The criteria for considering a malignant lesion to be metastatic are as follows, 1)There must be histologically verified primary 2)The secondary lesion must be histologically the same as primary & 3) the possibility of direct extension from the primary must be excluded.7
The following steps constitute the diagnostic algorithm for evaluation of oral metastasis1; Review the clinical history: Review the available radiographic findings: If a history of a previous tumor exists, obtain the slides and reports for review.

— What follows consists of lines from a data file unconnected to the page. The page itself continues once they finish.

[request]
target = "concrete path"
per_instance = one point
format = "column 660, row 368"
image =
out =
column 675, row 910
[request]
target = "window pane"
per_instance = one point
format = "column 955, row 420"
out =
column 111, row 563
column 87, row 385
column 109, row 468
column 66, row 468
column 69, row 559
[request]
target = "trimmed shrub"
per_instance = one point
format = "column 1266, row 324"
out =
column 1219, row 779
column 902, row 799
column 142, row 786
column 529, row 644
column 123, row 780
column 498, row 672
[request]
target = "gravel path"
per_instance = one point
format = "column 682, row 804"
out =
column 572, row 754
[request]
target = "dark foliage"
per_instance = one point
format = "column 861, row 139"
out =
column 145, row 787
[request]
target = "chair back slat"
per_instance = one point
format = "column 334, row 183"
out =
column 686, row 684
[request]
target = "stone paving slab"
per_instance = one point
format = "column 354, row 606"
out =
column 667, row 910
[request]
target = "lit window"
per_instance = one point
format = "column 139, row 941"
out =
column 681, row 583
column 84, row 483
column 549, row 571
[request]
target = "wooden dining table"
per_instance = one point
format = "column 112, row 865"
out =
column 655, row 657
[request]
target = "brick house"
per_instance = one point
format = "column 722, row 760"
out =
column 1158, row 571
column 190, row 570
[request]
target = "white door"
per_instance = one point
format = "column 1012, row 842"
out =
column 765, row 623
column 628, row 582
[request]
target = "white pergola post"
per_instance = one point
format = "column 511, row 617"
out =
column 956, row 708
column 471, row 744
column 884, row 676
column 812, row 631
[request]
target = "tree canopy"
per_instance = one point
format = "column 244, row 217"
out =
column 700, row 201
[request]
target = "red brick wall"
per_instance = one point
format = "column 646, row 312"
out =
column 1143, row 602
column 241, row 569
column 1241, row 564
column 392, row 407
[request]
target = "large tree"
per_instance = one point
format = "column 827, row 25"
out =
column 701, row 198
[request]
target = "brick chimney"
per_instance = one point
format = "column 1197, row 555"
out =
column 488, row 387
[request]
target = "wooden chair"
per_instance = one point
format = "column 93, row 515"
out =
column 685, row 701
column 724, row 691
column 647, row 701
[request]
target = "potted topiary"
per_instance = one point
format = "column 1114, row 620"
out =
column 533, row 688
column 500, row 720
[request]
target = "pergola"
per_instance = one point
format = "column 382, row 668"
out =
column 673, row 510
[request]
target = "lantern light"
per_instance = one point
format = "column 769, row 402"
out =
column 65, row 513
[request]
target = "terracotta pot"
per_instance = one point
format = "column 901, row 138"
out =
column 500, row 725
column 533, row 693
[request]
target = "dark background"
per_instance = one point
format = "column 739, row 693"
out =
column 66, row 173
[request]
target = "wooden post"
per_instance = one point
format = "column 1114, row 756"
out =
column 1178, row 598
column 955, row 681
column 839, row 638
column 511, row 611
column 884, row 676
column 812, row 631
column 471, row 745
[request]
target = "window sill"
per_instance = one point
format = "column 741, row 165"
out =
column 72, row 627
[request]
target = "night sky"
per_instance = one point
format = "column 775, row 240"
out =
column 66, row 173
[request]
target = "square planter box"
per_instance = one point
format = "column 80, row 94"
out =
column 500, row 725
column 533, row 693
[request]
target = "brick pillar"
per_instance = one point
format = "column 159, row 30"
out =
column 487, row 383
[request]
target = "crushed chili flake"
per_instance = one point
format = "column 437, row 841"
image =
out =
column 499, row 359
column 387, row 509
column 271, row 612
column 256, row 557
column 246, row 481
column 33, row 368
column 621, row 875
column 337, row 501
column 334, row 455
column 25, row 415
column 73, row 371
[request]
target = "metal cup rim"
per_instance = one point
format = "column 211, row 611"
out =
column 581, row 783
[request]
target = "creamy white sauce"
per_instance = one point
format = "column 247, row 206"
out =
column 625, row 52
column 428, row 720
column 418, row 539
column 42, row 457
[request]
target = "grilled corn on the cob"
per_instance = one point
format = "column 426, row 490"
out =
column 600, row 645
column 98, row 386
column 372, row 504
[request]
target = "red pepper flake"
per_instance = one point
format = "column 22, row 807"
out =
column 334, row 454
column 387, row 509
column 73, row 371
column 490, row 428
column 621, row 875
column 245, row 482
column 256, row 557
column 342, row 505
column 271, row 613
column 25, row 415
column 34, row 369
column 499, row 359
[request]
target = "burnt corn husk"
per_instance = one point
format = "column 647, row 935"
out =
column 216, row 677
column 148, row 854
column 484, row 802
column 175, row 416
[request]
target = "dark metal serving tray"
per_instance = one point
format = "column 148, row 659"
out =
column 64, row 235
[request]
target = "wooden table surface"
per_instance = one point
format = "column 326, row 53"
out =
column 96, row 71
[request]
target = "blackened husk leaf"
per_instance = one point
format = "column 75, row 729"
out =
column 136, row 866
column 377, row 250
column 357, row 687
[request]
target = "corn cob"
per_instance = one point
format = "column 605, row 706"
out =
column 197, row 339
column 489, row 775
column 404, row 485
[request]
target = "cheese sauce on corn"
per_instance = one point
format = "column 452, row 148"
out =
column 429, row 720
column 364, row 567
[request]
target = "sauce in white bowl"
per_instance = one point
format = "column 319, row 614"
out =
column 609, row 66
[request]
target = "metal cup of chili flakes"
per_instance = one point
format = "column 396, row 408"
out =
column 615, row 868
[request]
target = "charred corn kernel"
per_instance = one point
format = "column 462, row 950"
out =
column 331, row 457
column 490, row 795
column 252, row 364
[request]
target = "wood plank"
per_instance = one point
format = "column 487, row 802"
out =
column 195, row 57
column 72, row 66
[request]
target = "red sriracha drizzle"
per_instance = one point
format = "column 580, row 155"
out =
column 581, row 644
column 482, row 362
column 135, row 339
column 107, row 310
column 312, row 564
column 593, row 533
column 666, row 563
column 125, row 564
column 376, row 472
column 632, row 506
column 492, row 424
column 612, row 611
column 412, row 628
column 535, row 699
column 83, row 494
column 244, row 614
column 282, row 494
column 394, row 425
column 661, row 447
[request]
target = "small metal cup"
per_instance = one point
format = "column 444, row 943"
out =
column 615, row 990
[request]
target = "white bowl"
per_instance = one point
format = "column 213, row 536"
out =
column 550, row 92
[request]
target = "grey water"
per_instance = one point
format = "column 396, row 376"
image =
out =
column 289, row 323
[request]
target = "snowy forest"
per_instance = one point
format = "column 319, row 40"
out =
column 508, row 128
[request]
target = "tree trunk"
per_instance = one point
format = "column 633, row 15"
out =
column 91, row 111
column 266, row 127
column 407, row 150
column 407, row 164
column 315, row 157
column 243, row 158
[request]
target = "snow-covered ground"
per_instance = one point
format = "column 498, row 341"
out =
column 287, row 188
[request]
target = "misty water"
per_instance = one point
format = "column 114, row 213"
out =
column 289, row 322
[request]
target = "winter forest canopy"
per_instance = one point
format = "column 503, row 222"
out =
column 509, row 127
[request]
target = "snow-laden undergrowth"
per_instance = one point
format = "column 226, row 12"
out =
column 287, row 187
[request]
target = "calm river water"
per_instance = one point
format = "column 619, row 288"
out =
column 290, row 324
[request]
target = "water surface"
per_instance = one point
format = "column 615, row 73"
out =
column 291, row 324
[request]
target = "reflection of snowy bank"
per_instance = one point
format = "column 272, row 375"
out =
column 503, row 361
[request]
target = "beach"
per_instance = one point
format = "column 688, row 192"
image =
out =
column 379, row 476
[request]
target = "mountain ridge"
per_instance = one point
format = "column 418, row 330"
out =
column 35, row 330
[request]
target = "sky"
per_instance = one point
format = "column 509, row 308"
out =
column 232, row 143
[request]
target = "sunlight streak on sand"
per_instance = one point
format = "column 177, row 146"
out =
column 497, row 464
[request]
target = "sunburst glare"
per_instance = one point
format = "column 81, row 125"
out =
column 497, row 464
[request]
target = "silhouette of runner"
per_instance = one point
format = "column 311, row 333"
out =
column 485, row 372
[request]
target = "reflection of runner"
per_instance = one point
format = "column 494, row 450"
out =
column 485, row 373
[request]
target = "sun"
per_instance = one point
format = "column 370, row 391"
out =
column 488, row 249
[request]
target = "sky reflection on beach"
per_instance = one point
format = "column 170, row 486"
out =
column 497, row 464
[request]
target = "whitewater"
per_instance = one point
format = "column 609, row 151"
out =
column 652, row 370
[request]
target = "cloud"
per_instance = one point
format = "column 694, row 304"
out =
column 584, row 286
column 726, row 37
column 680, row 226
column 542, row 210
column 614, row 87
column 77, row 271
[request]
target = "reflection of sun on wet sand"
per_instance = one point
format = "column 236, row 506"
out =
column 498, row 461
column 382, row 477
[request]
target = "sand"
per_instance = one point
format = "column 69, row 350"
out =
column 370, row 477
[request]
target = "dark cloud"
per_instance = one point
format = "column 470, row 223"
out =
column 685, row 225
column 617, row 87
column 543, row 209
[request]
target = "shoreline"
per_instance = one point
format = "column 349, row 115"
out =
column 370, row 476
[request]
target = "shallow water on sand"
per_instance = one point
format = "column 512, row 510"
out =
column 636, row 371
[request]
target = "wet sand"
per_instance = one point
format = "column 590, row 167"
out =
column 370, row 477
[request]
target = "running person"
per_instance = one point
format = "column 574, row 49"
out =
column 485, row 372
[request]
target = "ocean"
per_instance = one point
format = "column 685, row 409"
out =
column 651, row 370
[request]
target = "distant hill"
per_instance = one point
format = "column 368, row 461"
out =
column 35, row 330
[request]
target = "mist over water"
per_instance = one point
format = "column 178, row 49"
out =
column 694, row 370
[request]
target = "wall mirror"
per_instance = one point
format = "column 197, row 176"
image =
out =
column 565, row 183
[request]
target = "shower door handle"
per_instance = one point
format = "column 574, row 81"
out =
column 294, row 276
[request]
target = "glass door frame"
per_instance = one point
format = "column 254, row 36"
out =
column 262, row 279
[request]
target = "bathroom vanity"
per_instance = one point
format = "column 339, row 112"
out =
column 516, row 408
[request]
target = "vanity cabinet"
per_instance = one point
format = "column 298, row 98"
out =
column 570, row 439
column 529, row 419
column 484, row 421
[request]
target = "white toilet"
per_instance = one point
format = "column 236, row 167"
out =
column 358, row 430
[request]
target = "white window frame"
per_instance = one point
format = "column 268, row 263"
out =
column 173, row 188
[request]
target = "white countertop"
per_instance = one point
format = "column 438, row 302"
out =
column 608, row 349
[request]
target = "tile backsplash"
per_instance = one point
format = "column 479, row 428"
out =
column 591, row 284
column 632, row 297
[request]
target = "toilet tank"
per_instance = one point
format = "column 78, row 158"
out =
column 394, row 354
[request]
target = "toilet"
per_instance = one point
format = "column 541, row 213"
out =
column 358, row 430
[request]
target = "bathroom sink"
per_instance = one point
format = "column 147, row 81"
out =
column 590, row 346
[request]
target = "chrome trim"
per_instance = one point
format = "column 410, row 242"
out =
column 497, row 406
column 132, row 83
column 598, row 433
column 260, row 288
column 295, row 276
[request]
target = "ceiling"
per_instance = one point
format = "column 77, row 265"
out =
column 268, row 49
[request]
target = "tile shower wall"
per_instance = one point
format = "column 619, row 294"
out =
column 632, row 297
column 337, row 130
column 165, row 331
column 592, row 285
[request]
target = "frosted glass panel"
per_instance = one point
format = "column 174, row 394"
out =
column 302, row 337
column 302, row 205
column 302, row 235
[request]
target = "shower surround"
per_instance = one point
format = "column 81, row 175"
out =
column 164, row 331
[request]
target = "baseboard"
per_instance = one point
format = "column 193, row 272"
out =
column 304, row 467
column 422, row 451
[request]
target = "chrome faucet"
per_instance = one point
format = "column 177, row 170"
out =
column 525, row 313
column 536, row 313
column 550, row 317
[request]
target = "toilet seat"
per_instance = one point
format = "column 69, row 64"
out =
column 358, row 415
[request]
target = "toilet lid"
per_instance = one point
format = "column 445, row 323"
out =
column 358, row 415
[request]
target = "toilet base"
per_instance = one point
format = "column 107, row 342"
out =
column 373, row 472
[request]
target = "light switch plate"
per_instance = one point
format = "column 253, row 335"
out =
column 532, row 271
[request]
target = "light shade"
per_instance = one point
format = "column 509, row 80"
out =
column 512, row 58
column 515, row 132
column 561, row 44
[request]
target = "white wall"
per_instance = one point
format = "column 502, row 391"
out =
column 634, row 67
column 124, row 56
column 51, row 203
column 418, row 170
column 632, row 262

Perform a biopsy of the lesion; evaluate the light microscopic features of the neoplasm. On the basis of the histological feature, determine the need for special studies like Histochemical staining; Immunohistochemical tests, Electron microscopy; In cases which the primary tumor is not found, look for signs & symptoms in an attempt to identify the potential primary. This can be accomplished with a complete history and physical examination.
The standard battery of laboratory tests includes a complete blood cell count, liver function tests, calcium level, urine analysis and serum creatinine value; A chest radiograph and CT scans have proven to be useful in the detection of primary lung tumors and also to identify primary tumors in the pancreas,liver,adrenals,kidney,gallbladder,overies and stomach; Sex specific tests include serum prostrate-specific antigen assay and transrectal ultrasound for male patients and mammography and cervical papanicolaou test for female patients; Positron electron transmission scanning with fluorodeoxyglucose is rapidly gaining favor in the evaluation of unknown primary cancers, particularly in instances which other image modalities have failed to identify a source.
Conclusion
Some time most of the tumors of internal organs like liver, kidey or lung may not have sever signs & symptoms in its earliest stages, so it will be unnoticed. Some of these organs may metastasized to the oral cavity leads to suspect the primary site and to go further investigation and that expose the primary site. But the most of the metastasis will occur in advanced stages and the exposure of the primary site of the tumor finally initiate the immediate treatment to survive the patient.